- Director Gareth Edwards regrets setting the year 2070 as the future timeline for his movie The Creator due to the rapid evolution of AI in the real world, and admits he should have chosen 2023 instead.
- Predicting the future accurately in sci-fi movies is a difficult task, as many classics have failed to get the details right when their imagined dates finally arrive. However, the precise timeline is not the main focus of these stories.
- The purpose of science-fiction is not to predict the future, but to use abstract possibilities to reflect and comment on contemporary issues. The Creator invites audiences to think about the issues facing humanity in the present, rather than in the imagined 2070.
Gareth Edwards, director of the sci-fi movie The Creator, has admitted that he regrets setting the year 2070 as the future timeline. Set in a world where humanity has been embroiled in a war against the forces of artificial intelligence, Edward’s movie picks up years after a nuclear bomb was allegedly detonated in Los Angeles by AI forces, setting the scene for a brutal and extended conflict. However, when ex-special forces agent Joshua Taylor (John David Washington) is tasked with hunting down the elusive architect of advanced AI and its mysterious new weapon, he discovers the weapon is question is a young child named Alphie.
Speaking with Cinema Daily US, Edwards reflected on his decision to provide his movie with a firm date, despite his initial reluctance to do so. Admitting that many sci-fi movies never succeed in accurately predicting a precise future, Edwards even cites Stanley Kubrick’s 2001: A Space Odyssey as a prime example as to why he was hesitant to come up with his own 2070 date. Now with the benefit of seeing the rapid evolution of AI in the real world, he also admits to feeling “like an idiot” and suggests he probably should have set the movie in 2023. Check out his comments below:
The trick with AI is to get time in that sweet spot window where it’s before the Robo-apocalypse and not after — which I think is in November or maybe December. I think we got really lucky. The joke would be that when you write a film, especially a science fiction film, you avoid putting a date on it. I didn’t want to write a date for the movie because even Kubrick got it wrong. I was like, “don’t write a date,” and then at some point, you have to. I did some math and picked 2070. Now I feel like an idiot because I should have gone for 2023. Everything that’s unfolded in the last few months or year is kind of scarily weird, especially when we’re showing it now. When we first pitched the movie to the studio, this idea of war with AI, everyone wanted to know the backstory. Well, hang on. Why would we be at war with AI? It’s like, they’ve been banned because it kind of went wrong. But why would you ban AI? It’s going to be great and blah, blah, blah. It was all these sort of ideas that you have to set up, that maybe humanity would reject this thing and not be cool about it. The way it’s played out, like the set-up of our movie, is pretty much as it’s been for the last few months.
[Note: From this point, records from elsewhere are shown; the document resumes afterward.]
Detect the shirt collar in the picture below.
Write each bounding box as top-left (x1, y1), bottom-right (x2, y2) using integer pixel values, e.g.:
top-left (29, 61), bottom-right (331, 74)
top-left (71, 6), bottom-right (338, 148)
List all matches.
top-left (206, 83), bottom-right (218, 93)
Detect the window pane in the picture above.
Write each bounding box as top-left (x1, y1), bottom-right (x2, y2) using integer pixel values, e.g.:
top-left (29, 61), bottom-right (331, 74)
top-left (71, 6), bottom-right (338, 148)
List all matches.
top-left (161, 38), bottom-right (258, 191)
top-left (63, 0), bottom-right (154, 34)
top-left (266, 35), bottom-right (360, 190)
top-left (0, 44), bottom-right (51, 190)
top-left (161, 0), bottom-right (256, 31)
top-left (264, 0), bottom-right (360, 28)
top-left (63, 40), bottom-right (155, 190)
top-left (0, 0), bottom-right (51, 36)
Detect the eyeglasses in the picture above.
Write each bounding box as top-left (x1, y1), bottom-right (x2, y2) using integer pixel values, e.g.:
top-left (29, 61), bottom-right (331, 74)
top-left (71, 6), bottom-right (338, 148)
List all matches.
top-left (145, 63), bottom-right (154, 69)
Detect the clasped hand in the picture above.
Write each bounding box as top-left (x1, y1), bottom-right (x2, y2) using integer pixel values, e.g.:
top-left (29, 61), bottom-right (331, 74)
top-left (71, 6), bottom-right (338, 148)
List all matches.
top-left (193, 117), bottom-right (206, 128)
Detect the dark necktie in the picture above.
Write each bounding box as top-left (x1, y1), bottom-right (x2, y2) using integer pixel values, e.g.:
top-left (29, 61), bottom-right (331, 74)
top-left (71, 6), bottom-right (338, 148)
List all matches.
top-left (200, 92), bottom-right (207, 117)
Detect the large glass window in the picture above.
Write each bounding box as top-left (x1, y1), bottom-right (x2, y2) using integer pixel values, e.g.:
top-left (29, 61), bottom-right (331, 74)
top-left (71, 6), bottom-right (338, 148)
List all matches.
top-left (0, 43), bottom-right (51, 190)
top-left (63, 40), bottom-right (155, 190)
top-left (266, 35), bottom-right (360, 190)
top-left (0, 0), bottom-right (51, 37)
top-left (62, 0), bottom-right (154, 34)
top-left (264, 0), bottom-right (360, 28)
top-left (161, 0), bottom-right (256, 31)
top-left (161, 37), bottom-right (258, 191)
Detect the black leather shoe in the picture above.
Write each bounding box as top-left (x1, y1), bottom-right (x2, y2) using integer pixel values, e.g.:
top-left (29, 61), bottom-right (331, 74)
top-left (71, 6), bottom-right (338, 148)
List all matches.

Why The Creator’s 2070 Timeline Fits Perfectly With Other Sci-Fi Classics
As Edwards suggests, one of the hardest tasks of any science fiction writer or filmmaker is providing audiences with an indication of when their imagined future may come to pass. While initially this seems like a simple task for creatives, one that often takes place decades before the proffered deadline ever eventuates, hindsight has regularly proven that science fiction movies with a precise timeline rarely, if ever, get the details of their imagined future right.
Between the flying cars and rehydrated pizza of Back to the Future Part II’s 2015, or Skynet’s ever shifting Judgment Day from the Terminator franchise, countless sci-fi classics have all tried their hand at predicting a future world that inevitably ages poorly when those real dates finally roll around. But when audience members get hung up on these relatively minor narrative details, they often do so at the expense of missing the bigger points of the stories being told.
At its heart, science-fiction is not about attempting to accurately predict the future, but rather using abstract possibilities to reflect and comment on contemporary issues. While Edwards may feel sheepish about his own chosen timeline, The Creator was never intended to be a prophetic narrative. Instead, by providing a glimpse at just one of many possible future worlds, Edwards invites audiences to rethink many of the actual issues facing humanity in the present, not in his imagined 2070.